A cloud hangs over the sysadmin - gaius
http://www.theregister.co.uk/2011/06/11/cloud_jobs_sysadmins/

======
chuhnk
I want to point everyone to some videos of Adam Jacob (Opscode) at Velocity
2010. He talks about sysops, webops, devops, etc.
<http://www.youtube.com/watch?v=Fx8OBeNmaWw>

We as system administrators will never become obsolete as long as we continue
to progress and develop our skills as technology evolves. This is no different
than programmers learning to write code for this evolving technology.

------
mtogo
People have been predicting things like this since the beginning of time.
Outsourcing is going to kill software developers.
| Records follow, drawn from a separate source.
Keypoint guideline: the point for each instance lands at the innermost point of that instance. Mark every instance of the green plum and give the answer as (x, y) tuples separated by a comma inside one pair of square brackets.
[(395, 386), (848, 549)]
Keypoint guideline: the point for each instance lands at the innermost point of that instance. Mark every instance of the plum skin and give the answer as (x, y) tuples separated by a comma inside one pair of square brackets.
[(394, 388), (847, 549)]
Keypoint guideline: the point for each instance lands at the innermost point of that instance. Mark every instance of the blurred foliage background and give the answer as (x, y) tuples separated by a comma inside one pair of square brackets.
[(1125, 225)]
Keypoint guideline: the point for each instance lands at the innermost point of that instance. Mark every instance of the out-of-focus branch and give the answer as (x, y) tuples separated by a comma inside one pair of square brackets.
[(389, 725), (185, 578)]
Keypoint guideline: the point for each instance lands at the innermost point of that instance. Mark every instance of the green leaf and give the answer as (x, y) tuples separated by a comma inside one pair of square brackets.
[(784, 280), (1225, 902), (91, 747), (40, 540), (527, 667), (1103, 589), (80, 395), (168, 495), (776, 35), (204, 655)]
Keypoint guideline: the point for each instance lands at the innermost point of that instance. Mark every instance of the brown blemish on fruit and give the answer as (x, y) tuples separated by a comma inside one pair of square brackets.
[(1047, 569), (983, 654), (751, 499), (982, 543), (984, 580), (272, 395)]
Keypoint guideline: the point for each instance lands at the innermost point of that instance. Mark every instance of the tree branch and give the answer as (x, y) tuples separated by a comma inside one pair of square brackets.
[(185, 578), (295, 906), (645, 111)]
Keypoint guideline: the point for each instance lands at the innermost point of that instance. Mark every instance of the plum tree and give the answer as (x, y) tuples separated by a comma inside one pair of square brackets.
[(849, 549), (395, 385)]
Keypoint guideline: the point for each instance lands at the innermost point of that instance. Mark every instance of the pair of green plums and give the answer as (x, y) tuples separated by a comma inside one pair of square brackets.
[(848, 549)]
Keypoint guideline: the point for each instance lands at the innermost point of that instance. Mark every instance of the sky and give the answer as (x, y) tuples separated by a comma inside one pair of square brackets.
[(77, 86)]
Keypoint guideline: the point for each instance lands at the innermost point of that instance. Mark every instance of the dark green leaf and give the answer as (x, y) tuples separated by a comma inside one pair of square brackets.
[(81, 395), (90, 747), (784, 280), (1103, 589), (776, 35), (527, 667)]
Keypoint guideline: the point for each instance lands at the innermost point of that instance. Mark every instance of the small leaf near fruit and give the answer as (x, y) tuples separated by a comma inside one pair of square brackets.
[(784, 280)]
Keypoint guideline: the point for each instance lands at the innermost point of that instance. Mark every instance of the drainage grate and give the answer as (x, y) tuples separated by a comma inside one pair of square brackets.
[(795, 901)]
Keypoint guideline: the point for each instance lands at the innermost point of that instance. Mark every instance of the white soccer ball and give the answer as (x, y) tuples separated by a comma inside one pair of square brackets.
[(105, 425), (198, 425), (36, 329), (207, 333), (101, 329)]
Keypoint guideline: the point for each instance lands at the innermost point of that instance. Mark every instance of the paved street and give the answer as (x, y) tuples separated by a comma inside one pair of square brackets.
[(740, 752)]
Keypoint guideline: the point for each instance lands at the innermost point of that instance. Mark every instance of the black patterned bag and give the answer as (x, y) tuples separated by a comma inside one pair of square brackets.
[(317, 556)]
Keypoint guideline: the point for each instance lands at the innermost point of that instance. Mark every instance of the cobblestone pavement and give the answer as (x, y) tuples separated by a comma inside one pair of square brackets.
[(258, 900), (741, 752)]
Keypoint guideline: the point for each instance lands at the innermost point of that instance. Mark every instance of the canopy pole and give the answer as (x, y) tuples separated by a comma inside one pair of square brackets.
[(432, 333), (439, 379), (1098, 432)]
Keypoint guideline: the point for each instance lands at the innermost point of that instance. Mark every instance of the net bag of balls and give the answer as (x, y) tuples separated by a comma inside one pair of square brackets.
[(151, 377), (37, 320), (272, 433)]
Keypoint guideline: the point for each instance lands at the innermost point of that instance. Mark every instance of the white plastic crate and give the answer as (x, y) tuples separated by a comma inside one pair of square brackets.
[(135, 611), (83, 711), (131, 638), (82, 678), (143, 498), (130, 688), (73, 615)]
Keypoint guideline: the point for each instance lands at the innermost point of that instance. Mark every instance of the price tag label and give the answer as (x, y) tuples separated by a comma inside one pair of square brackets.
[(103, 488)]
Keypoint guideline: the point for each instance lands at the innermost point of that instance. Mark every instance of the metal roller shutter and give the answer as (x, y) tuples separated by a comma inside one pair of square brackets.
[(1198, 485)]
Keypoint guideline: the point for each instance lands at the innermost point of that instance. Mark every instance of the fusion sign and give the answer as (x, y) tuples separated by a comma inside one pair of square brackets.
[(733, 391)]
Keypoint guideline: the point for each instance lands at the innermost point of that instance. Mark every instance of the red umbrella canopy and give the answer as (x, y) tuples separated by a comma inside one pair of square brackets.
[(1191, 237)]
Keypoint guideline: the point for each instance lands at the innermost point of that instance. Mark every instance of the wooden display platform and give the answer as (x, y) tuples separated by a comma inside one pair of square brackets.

Computers are going to write
the software for us. Click-n-drag software development is going to kill
software developers. And yet, somehow it never happens.

Do these reporters think that "cloud" services run on unicorn farts? Someone
has to keep those services running. If anything, the "cloud" is likely to
create _more_ demand for sysadmins, since people are using more and more web-
based applications.

------
gregory80
"The IT job sector has been under increasing pressure. A couple of decades ago
it was easy to imagine IT as a job for life, but outsourcing, offshoring and
the dot-bomb brought wave upon wave of uncertainty to IT professionals.

The past couple of years have seen redundancies in all sectors including IT"

It's a gripping intro, but I'm just not sure it's true. The tech sectors in
Silicon Alley / Valley are facing staffing shortages. The tech sector has been
almost recession proof.

It's just a fluff angle to write a story about cloud computing.